Page 1 of 2
Math Problem
Posted:
Sat Dec 20, 2008 9:44 pmby .Yunoko
Okay, so my brother ask me this math problem today, and he showed me an example and everything, and he told me that it is unsolvable. But wants to know more about it; Anyways this is what it sorta looks like.
And it gives you like the width and height of the sides or something and you have to find like the length of the inside box or something I am not sure. But anyways, does anybody know the name of this problem?
Posted:
Sat Dec 20, 2008 11:24 pmby crait
If he only gave you the length and width of the outside boxes, then yes, it would be impossible to answer because you wouldn't have enough information to solve it. If you were given a length of the inside box then you would be able to or if you were given the distance between the corners of the outside rectangle and corners of the inside rectangle, then yeah, you'd be able to. but like this, no.
Posted:
Sat Dec 20, 2008 11:34 pmby .Yunoko
Yea, I know that aha, but he is here anymore, so I will not know until I see him again, also even with the length and width I I believe it is still impossible but I don't know. Anyways Do you happen to know the name of this problem.
Posted:
Sun Dec 21, 2008 7:18 amby ace
Actually....I think we had a problem similar to this in calculus. But since it's Christmas break my brain is fried and I can't even remember how to find the hypotenuse using the degrees of the angles >.< But I think you would still need to kno the length of the little triangles on the bottom left and top right. So it isn't impossible, just not enough information is given.
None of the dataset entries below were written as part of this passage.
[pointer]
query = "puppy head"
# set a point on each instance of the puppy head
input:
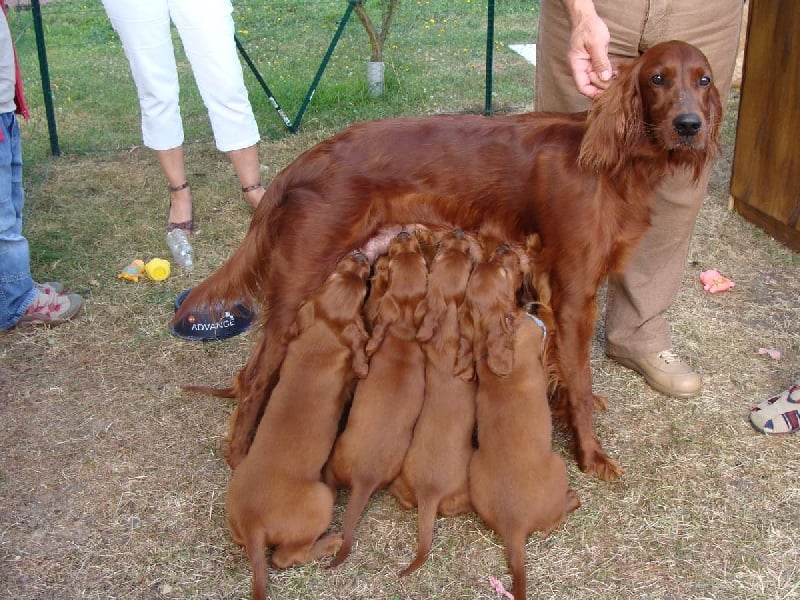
(340, 298)
(403, 242)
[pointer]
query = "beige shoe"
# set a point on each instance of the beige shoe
(665, 372)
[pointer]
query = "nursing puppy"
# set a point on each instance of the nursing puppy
(434, 473)
(517, 483)
(369, 453)
(276, 496)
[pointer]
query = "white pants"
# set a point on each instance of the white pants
(206, 29)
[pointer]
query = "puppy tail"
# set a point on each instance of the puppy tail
(426, 518)
(239, 278)
(359, 496)
(256, 550)
(515, 555)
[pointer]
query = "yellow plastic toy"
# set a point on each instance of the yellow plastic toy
(133, 271)
(157, 269)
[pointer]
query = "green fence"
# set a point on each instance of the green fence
(436, 61)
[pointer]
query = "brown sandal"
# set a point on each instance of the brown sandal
(185, 225)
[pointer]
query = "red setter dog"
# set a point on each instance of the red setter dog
(434, 474)
(582, 181)
(369, 453)
(276, 496)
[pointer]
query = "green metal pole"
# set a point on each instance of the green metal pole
(45, 73)
(350, 6)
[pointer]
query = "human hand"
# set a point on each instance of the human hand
(588, 55)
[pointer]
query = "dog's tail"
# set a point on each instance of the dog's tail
(238, 280)
(515, 555)
(426, 518)
(256, 550)
(359, 496)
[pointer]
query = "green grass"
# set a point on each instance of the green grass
(435, 60)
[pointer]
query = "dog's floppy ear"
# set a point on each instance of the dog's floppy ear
(500, 344)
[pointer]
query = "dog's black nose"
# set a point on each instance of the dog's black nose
(687, 124)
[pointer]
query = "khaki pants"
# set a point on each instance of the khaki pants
(637, 298)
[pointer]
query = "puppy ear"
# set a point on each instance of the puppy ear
(464, 367)
(305, 318)
(388, 313)
(614, 123)
(500, 345)
(355, 336)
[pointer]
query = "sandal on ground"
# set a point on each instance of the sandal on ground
(779, 415)
(185, 225)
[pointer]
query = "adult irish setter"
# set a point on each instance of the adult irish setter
(583, 182)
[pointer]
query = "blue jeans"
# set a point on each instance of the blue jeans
(17, 289)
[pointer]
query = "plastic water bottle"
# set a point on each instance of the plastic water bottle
(181, 248)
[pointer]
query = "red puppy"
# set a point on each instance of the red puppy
(517, 484)
(370, 451)
(434, 474)
(276, 496)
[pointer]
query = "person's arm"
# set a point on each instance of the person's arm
(588, 52)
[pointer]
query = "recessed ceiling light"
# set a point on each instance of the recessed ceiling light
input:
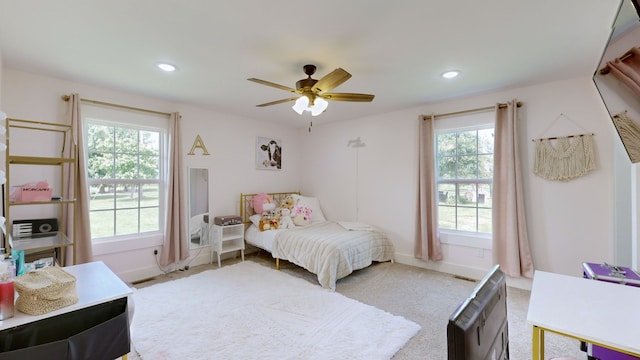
(450, 74)
(166, 67)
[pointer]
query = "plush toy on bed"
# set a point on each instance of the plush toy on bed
(285, 219)
(269, 221)
(288, 203)
(301, 215)
(263, 202)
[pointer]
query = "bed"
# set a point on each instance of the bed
(330, 249)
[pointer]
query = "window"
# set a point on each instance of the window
(125, 175)
(464, 159)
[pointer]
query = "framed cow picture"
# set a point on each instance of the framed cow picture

So yea, I don't know what the name of the question is though :p But I mean it technically isn't impossible because you could leave information out of any problem and then it wouldn't be solvable.
Posted:
Mon Dec 22, 2008 2:33 amby DarkPacMan77
if the rectangle left "right triangles" in the corners where the rectangle is longer at and you knew the measurements of the outsides of the overall rectangle, you can get the hypotenuse of the longer sides of each triangle (which is the answer).
-DarkPacMan77-
Posted:
Mon Dec 22, 2008 8:28 amby staxx
it gives you the width and height of the outside box or the inside box? im assuming you mean the outside, it has to do with trigonometry as pacman was explaining. But yes it is solvable, just been at least 4 years since i did this kind of crap in college.
Posted:
Mon Dec 22, 2008 10:22 amby Puncharger
DarkPacMan77 wrote:if the rectangle left "right triangles" in the corners where the rectangle is longer at and you knew the measurements of the outsides of the overall rectangle, you can get the hypotenuse of the longer sides of each triangle (which is the answer).
-DarkPacMan77-
*Babble and Drool.
Posted:
Mon Dec 22, 2008 4:16 pmby DarkPacMan77
It's just the Pythagorean theorem. But you need to know the measurements of the sides and also how much space the "small triangles" take up against the outsides of the rectangles. If you knew that info, you could solve it. Without that info, you can't.
-DarkPacMan77-
Posted:
Tue Dec 23, 2008 11:09 amby ace
DarkPacMan77 wrote:It's just the Pythagorean theorem. But you need to know the measurements of the sides and also how much space the "small triangles" take up against the outsides of the rectangles. If you knew that info, you could solve it. Without that info, you can't.
-DarkPacMan77-
Just like I said, you need to kno the width and height of the "small" triangles. It's not impossible, theres just not enough information given :p
Posted:
Tue Dec 23, 2008 8:04 pmby crait
Which is what I said in my first post.
Posted:
Tue Dec 23, 2008 9:15 pmby light_alistor
yes yes your all very intelligent ::claps::
Posted:
Tue Dec 23, 2008 10:29 pmby .Yunoko
Okay so that's the math problem with the information and you have to find x, so can you explain in detail exactly how to figure this out.
Posted:
Wed Dec 24, 2008 1:40 pmby TheOriginalToxxy
simple the awnser is.......dont do the question
Posted:
Wed Dec 24, 2008 2:44 pmby zumiuran
The only way I would be able to solve it is if Y = W as shown in the picture below
but that doesnt look like the case so I have no idea how to solve it
Posted:
Wed Dec 24, 2008 5:14 pmby .Yunoko
zumiuran wrote:The only way I would be able to solve it is if Y = W as shown in the picture below
but that doesnt look like the case so I have no idea how to solve it
Well, I drew that drawing so its not the best but it should fit perfect.